At the 2018 Joint Workshop on Machine Learning for Music at ICML, I delivered my talk “How Stuff Works: LSTM Model of Folk Music Transcriptions.” Here are my slides: Sturm_ICML2018
While I don’t yet have a complete picture of how this folk-rnn model is working, my talk illuminated a bit more about the workings of its first LSTM layer. In particular, we see that the gates of this layer (before nonlinearities) are mapping the input into different subspaces depending on the type of token (made possible by choosing the number of LSTM units in this layer to be approximately four times the number of vocabulary elements). We also find some neat emergent behaviours at the first layer, such as its similar treatment of octave pitches and enharmonics. We also see each gate is using information fused from the other three gates in the layer’s hidden state (from the previous time step). The next challenge that lies ahead now is figuring out how to talk about these things considering the nonlinearities (each a one-to-one mapping). Then we can move to interpret the second and third LSTM layers. And finally we can link this with our understanding of the softmax layer, described in my paper, “What do these 5,599,881 parameters mean? An analysis of a specific LSTM music transcription model, starting with the 70,281 parameters of the softmax layer” presented at MuMe 2018. (The slides for that talk are here: Sturm_MuMe2018.)

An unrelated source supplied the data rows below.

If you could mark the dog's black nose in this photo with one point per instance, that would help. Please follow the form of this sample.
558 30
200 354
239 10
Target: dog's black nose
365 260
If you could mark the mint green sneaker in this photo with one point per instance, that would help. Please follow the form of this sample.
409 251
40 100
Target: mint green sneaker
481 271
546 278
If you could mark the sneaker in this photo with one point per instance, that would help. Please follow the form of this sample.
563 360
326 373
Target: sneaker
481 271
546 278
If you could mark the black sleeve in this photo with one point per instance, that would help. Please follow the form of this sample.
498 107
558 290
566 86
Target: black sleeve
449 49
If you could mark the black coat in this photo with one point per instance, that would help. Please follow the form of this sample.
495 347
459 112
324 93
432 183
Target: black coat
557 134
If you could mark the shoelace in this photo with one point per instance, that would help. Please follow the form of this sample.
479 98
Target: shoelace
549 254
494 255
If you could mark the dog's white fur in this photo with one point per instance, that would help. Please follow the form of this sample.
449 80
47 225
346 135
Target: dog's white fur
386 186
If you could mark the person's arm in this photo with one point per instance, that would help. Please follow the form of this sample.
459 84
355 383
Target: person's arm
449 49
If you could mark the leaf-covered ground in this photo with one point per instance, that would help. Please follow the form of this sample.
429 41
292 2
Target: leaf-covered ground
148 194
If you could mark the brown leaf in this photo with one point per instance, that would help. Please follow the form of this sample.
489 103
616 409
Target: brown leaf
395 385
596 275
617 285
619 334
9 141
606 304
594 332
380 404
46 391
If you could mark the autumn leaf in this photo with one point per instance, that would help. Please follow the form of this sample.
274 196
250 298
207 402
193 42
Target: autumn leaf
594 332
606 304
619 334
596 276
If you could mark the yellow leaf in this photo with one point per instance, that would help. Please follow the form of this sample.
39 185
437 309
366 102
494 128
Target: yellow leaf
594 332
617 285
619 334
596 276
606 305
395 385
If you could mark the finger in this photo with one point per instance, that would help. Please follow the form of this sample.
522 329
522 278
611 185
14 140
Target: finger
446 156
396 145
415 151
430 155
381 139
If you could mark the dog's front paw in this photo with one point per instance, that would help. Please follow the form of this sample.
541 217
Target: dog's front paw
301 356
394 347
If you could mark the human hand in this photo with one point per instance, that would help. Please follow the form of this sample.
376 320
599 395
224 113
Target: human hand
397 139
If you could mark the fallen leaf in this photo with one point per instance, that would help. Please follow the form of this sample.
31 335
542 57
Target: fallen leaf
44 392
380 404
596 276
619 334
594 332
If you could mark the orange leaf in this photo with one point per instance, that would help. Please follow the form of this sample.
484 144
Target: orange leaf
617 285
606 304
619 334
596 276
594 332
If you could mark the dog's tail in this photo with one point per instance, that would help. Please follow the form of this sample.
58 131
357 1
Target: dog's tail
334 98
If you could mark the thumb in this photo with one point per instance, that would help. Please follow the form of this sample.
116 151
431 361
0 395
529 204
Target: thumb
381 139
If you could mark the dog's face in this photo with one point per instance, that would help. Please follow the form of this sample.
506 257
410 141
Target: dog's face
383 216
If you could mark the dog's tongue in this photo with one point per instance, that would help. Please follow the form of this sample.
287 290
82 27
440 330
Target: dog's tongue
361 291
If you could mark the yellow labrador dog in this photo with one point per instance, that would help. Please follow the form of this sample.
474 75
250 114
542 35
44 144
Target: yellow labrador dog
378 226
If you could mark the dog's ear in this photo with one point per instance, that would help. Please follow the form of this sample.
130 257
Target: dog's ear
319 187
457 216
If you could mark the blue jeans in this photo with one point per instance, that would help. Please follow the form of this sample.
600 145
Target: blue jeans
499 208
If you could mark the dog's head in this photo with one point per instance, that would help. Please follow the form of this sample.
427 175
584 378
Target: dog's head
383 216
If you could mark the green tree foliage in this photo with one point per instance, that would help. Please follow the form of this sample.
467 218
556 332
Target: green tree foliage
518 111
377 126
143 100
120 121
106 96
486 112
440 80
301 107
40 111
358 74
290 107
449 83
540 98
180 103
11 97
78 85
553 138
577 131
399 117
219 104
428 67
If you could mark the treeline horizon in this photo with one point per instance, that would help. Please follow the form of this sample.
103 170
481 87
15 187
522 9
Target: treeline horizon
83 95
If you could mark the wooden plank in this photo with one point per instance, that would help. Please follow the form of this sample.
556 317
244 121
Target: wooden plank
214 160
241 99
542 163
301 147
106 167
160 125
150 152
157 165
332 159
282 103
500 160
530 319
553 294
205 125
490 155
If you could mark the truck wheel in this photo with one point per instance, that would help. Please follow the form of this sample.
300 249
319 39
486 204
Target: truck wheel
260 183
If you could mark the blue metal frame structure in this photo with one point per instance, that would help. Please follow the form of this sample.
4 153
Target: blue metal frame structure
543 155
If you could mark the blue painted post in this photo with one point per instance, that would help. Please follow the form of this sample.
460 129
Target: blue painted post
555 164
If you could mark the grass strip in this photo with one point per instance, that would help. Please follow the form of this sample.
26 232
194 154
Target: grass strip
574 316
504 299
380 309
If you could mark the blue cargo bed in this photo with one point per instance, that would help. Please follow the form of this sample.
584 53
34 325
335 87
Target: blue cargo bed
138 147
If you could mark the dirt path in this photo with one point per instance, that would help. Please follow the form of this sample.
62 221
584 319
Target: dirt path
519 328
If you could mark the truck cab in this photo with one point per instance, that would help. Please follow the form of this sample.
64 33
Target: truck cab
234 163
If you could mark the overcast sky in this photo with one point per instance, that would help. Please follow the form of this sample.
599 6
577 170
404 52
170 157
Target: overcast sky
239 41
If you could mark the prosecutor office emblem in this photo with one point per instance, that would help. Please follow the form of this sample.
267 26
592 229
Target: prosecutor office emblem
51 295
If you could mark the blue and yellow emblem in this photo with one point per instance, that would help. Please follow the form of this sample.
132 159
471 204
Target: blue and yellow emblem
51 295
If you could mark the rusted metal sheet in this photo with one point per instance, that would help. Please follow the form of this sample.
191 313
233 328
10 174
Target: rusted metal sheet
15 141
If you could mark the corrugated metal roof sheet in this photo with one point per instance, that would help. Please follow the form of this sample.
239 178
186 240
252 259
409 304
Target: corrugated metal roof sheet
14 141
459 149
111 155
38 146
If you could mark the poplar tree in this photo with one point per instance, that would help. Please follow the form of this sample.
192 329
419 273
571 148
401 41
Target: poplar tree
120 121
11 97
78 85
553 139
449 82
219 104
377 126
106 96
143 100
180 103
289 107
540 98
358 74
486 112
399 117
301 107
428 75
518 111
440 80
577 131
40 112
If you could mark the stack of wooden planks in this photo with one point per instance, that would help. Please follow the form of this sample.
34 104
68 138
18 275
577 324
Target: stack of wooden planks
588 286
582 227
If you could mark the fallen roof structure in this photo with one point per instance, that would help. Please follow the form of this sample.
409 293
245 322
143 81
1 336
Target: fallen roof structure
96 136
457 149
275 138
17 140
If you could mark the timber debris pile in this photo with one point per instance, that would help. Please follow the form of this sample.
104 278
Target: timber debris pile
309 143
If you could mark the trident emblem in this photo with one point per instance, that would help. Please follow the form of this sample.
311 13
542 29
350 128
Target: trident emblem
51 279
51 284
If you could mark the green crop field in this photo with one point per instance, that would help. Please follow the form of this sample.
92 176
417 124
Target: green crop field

In general, this workshop was excellent! There was a nice selection of talks and posters addressing problems with music data in either symbolic and acoustic domains, or both tied together. The results of the deep singing voice synthesis work of Gómez et al. and Cheng-Wei et al. are very impressive. Plus Gómez took time to highlight ethical issues surrounding such work, as well as the pursuit of research in general. Also, the generated piano music samples of Huang et al. (symbolic) are simply amazing. Have a listen here. The happy hour concluding the workshop was as intellectually stimulating as the rest of the day! Thanks to Pandora for facilitating this event, and big kudos to the orgainsers, especially Erik Schmidt and José Iñesta for running the event.